Riscaldamento globale, situazione fuori controllo: cosa accade alla Terra

Una nuova ricerca lancia l’allarme su uno degli effetti poco noti del riscaldamento globale: riguarda i mari.

Il riscaldamento globale non consiste soltanto in ondate di calore sempre più afose e persistenti. Si ripercuote anche sugli ambienti marini. I suoi effetti si producono anche sui fondali degli oceani, non soltanto in superficie.

Al punto che le perturbazioni dei fondali marini sono state rilevate dalle reti globali di sismografi, gli strumenti che servono per monitorare i terremoti ma che sono sufficientemente sensibili da captare anche gli effetti di altri fenomeni dove è in gioco molta energia.

I sismografi riescono a rilevare anche le eruzioni dei vulcani, gli impatti dei meteoriti, le esplosioni atomiche. E non solo: alle sensibili “antenne” dei sismografi non sfuggono nemmeno le trivellazioni, i lavori dei cantieri e degli impianti industriali. Sono in grado di rilevare perfino il traffico stradale.

Riscaldamento globale: ecco come sta scuotendo il pianeta

Come documenta una ricerca apparsa su Nature Communications, nell’arco degli ultimi decenni il segnale sismico delle onde oceaniche si è fatto decisamente più intenso.
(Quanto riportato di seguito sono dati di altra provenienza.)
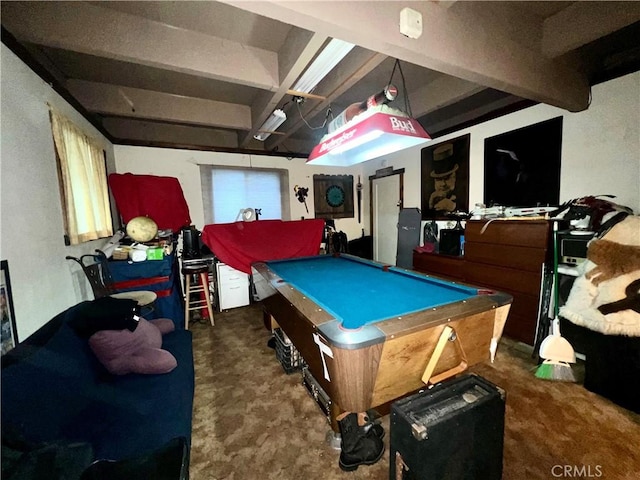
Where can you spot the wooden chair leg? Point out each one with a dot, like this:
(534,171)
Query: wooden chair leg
(204,280)
(187,289)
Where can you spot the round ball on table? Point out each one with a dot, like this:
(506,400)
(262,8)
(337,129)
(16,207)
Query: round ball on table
(142,229)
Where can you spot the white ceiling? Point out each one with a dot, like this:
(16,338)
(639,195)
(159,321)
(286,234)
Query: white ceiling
(206,74)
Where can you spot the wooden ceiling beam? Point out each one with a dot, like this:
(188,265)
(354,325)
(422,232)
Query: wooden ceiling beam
(129,38)
(151,105)
(455,43)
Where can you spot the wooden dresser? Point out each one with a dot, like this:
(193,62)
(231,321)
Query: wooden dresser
(508,256)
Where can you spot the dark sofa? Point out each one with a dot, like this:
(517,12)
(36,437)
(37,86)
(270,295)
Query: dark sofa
(55,392)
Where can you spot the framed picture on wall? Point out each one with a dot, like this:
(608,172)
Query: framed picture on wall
(445,178)
(9,335)
(522,167)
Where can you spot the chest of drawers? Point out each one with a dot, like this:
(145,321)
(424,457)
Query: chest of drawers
(507,255)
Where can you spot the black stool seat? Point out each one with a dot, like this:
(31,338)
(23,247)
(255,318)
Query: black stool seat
(197,296)
(194,269)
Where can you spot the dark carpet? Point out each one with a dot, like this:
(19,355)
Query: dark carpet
(253,421)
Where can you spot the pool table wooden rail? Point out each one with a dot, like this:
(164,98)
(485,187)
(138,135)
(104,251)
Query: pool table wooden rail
(393,359)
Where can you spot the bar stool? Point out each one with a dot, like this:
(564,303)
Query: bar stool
(200,288)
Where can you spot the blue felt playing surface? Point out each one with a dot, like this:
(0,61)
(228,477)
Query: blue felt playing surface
(358,293)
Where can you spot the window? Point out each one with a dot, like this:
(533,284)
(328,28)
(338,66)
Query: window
(82,173)
(227,191)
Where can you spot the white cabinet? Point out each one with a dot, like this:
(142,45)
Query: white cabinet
(233,287)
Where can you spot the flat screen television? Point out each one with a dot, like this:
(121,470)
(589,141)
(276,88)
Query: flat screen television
(522,167)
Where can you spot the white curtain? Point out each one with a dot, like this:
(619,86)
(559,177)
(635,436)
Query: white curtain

Un chiaro segnale che significa una cosa soltanto: mari sempre più increspati e agitati. Il che si traduce in onde sempre più forti causate dal riscaldamento globale e fondali marini sempre più scossi.

Effetti del riscaldamento globale sui mari
I mari sono sempre più scossi dal calore in eccesso – lineatemporale.it

Il segnale “catturato” dai sismologi è l’elemento più significativo del cosiddetto rumore di fondo, vale a dire la componente generalmente scartata durante le procedure per interpretare le forme di onde. Ossia il costante “ronzio” delle onde marine negli oceani in tempesta.
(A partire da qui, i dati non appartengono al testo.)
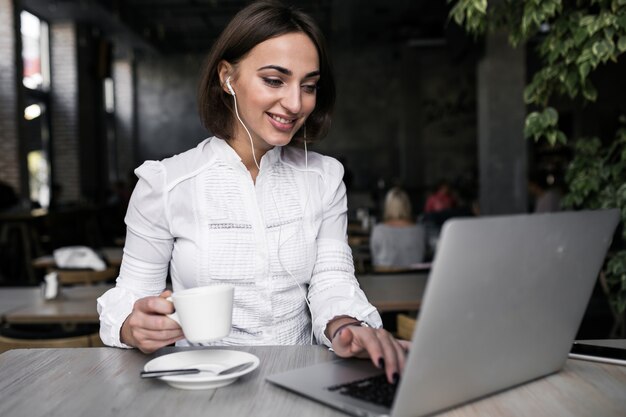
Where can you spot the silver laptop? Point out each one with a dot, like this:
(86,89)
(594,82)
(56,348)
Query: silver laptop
(503,303)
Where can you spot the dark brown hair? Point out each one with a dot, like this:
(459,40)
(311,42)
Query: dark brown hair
(256,23)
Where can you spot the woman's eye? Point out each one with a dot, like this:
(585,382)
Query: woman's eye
(310,88)
(272,82)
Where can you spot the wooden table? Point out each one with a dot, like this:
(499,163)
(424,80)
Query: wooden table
(105,382)
(394,292)
(74,305)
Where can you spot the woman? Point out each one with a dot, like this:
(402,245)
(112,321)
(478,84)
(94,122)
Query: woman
(245,209)
(397,242)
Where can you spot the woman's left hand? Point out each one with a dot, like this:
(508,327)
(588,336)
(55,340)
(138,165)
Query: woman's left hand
(385,351)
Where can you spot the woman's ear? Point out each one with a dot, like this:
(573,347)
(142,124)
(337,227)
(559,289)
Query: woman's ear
(224,71)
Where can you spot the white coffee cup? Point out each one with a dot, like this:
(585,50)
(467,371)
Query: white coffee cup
(204,313)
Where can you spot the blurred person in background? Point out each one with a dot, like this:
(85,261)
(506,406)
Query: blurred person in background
(398,242)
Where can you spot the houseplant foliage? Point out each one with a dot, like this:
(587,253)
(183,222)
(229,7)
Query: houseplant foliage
(573,38)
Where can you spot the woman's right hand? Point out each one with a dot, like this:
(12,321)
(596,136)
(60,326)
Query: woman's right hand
(147,327)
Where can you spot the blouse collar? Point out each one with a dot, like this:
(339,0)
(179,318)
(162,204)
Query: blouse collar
(228,154)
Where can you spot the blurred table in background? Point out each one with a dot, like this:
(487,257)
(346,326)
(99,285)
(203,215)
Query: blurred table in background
(73,305)
(20,242)
(112,256)
(394,292)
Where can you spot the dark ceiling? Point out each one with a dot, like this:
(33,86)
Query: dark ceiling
(191,26)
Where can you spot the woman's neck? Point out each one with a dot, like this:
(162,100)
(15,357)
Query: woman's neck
(244,150)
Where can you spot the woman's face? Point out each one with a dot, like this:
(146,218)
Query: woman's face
(275,86)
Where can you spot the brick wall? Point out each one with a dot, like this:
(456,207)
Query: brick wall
(64,117)
(9,145)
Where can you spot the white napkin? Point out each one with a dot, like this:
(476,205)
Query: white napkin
(78,257)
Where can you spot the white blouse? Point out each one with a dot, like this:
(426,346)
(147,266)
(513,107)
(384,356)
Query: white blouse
(201,215)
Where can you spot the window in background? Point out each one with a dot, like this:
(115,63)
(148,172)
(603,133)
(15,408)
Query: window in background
(35,54)
(36,80)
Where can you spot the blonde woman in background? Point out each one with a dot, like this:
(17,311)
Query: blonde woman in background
(398,242)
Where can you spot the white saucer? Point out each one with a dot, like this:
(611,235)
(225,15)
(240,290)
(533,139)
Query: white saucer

Un team di ricerca di geofisici americani della Colorado State University ha voluto approfondire il discorso cercando di capire come si è modifica una specifica porzione del rumore sismico di fondo, detta microsismo (o microsisma) primario. È appunto il segnale originato dalle onde oceaniche che vanno a “spingere” direttamente sul fondale, nelle zone dove la profondità marina non va oltre i 300 metri. Infatti il movimento dell’acqua all’interno delle onde diminuisce con l’aumentare della profondità.
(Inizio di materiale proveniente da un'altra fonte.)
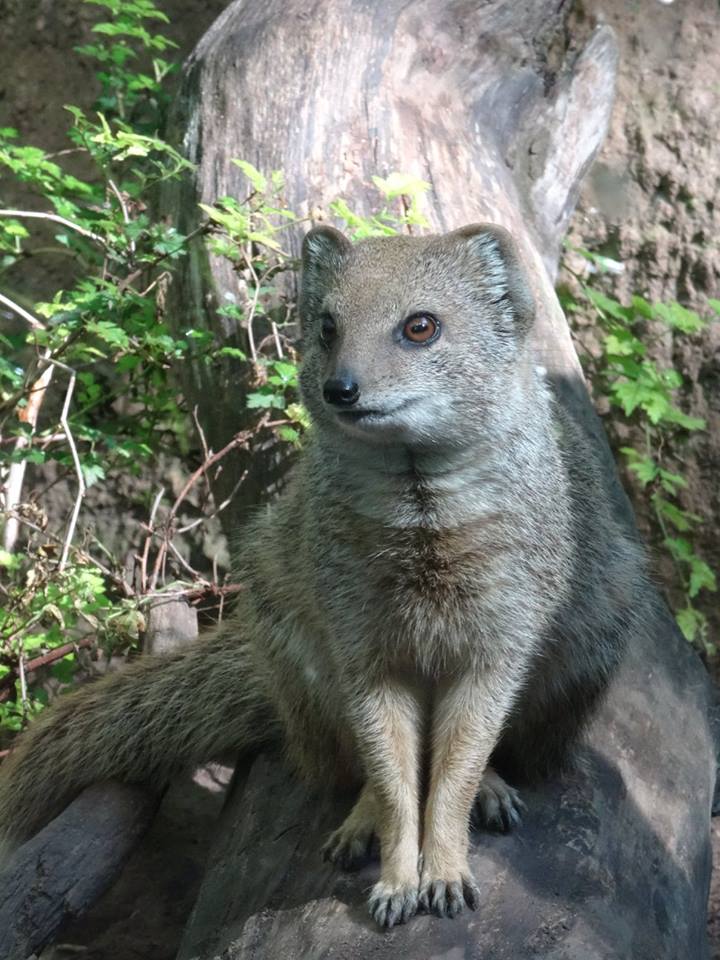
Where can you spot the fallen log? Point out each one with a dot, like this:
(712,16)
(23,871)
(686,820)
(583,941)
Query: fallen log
(502,112)
(63,870)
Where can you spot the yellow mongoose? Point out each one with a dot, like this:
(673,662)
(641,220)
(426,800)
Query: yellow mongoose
(441,592)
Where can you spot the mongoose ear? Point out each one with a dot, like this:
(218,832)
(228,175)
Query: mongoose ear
(323,251)
(500,272)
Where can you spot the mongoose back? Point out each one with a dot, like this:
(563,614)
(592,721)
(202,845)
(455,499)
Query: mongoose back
(440,595)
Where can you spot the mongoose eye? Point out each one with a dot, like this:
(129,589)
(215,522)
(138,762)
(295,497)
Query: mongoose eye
(328,329)
(421,328)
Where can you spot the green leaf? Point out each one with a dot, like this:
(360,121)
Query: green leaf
(701,577)
(689,620)
(258,181)
(682,520)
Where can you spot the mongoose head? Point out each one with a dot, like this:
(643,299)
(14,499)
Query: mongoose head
(412,341)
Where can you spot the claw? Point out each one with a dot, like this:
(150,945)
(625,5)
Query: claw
(392,906)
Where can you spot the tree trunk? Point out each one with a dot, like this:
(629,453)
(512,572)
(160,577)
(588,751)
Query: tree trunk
(486,101)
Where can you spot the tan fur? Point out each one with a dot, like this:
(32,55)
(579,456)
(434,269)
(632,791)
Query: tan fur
(442,584)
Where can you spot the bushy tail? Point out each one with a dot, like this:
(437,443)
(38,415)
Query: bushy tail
(141,724)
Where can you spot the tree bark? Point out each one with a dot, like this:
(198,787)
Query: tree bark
(63,870)
(488,102)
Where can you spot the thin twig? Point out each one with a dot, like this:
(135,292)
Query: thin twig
(211,516)
(123,207)
(22,312)
(146,547)
(76,461)
(16,474)
(56,218)
(253,307)
(81,554)
(240,439)
(44,659)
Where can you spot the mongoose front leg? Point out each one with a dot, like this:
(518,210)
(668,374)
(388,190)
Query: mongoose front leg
(350,843)
(388,723)
(467,718)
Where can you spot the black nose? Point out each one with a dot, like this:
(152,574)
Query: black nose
(341,391)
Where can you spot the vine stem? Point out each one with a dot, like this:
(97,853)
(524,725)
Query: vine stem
(55,218)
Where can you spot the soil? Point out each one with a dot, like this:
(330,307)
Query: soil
(651,202)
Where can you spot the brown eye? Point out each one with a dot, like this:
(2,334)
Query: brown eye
(421,328)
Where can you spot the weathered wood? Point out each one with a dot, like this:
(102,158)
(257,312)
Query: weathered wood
(62,871)
(65,868)
(171,624)
(483,99)
(463,94)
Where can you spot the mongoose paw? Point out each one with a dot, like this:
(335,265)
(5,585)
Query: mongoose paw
(446,898)
(348,847)
(392,905)
(498,806)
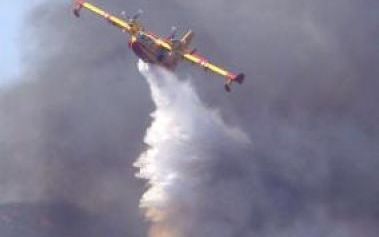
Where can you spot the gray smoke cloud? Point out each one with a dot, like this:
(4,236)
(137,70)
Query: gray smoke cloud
(73,129)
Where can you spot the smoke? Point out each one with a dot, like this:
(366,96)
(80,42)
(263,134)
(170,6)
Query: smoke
(184,138)
(74,128)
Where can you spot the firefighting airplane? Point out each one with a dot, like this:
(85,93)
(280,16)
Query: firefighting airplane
(166,52)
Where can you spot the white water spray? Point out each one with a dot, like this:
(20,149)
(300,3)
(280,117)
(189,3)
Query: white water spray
(183,137)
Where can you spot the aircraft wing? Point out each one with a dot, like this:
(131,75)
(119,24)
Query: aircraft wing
(79,4)
(206,65)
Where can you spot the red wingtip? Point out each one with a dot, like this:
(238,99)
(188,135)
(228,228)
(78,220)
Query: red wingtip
(240,78)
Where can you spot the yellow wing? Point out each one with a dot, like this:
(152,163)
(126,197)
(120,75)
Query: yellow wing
(206,65)
(79,4)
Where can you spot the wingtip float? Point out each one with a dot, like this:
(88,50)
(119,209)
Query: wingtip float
(166,52)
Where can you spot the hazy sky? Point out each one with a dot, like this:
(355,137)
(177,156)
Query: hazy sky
(11,21)
(74,129)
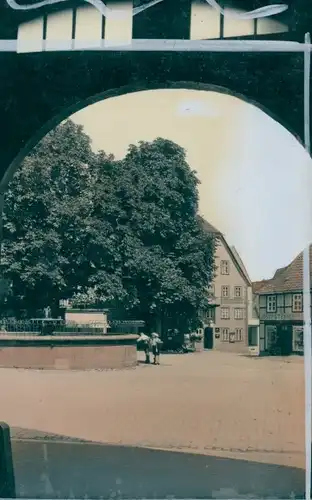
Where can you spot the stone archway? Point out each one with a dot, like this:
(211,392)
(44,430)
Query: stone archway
(68,111)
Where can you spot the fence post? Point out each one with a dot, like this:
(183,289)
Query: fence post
(7,479)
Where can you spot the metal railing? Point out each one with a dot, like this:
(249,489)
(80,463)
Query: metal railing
(49,327)
(231,300)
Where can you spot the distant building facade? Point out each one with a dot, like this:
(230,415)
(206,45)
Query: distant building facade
(280,305)
(231,324)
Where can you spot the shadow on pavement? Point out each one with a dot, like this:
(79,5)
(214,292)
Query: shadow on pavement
(50,466)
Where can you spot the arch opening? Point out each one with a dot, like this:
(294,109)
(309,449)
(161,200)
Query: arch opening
(129,89)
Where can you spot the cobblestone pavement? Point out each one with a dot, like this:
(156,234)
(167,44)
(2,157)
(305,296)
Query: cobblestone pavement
(210,403)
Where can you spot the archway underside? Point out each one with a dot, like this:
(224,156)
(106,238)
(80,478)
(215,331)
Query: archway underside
(40,90)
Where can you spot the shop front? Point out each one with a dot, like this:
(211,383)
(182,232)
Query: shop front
(281,338)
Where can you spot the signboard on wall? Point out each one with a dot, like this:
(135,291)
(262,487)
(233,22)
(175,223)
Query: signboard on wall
(281,316)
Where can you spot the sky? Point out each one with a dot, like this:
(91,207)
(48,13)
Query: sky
(254,174)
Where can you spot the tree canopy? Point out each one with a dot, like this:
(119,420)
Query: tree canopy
(124,232)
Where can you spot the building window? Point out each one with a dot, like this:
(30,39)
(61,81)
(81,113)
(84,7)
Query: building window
(225,313)
(297,302)
(252,336)
(271,303)
(225,334)
(238,313)
(238,334)
(225,267)
(210,314)
(225,291)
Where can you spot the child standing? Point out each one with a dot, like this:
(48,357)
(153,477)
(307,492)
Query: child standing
(156,343)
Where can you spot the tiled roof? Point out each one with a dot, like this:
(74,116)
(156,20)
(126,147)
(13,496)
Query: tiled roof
(209,228)
(286,279)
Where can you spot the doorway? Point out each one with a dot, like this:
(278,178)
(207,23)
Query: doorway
(208,338)
(284,335)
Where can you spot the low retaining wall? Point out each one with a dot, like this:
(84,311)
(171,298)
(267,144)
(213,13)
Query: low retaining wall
(68,353)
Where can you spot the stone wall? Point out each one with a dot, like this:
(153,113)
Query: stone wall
(68,353)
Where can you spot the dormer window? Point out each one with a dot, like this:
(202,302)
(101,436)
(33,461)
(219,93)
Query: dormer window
(271,303)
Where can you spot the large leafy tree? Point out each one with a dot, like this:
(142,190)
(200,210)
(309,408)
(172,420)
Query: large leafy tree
(46,209)
(123,233)
(165,260)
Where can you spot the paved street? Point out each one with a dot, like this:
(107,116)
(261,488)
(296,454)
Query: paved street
(205,424)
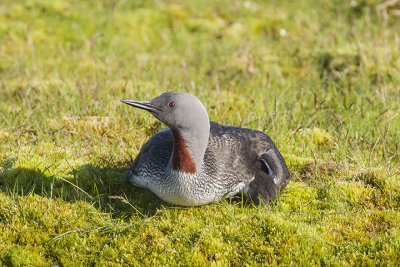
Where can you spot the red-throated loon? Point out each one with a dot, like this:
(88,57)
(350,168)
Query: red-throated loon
(196,161)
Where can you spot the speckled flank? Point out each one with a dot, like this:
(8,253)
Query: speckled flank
(197,161)
(181,159)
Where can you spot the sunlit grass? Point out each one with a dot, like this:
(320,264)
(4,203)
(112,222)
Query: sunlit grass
(322,78)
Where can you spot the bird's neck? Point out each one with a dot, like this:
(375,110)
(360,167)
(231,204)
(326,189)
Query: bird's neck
(189,149)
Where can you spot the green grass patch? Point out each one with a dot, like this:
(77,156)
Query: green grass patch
(320,77)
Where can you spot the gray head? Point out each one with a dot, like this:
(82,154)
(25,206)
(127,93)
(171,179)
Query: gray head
(185,115)
(179,111)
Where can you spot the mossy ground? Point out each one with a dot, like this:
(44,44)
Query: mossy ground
(322,78)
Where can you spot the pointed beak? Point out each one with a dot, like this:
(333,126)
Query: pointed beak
(142,105)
Mari sempre più scossi da un accumulo di energia distruttiva

Studiando il microsisma primario registrato dalla fine degli anni Ottanta da 52 sismografi posizionati nel mondo, gli scienziati si sono accorti che ben 41 di questi (pari al 79% del totale) avevano rilevato movimenti sempre più intensi. L’energia media globale delle onde oceaniche dalla fine dello scorso secolo si è accresciuta in media al ritmo di uno 0,27% all’anno. Ma a partire dall’anno 2000′ il ritmo è cresciuto ancor di più, nella misura dello 0,35% all’anno.

Più energia che circola nei mari, dunque, e acque più agitate. Gli aumenti più rapidi si sono verificati nel Nord Atlantico, una zona che altri studi recenti hanno mostrato come sempre più attraversata da tempeste che arrivano a minacciare le coste. Non serve che pensare alla recentissima Tempesta Ciarán, con venti che hanno soffiato sul continente europeo alla velocità di 200 hm/h e onde anche di 20 metri (sic!).

La ricerca americana conferma una volta di più che gli oceani – assorbendo il 90% del calore in eccesso collegato alle emissioni – si stanno caricando di energia distruttiva, diventando sempre più tempestosi e turbolenti a mano a mano che aumenta il global warming.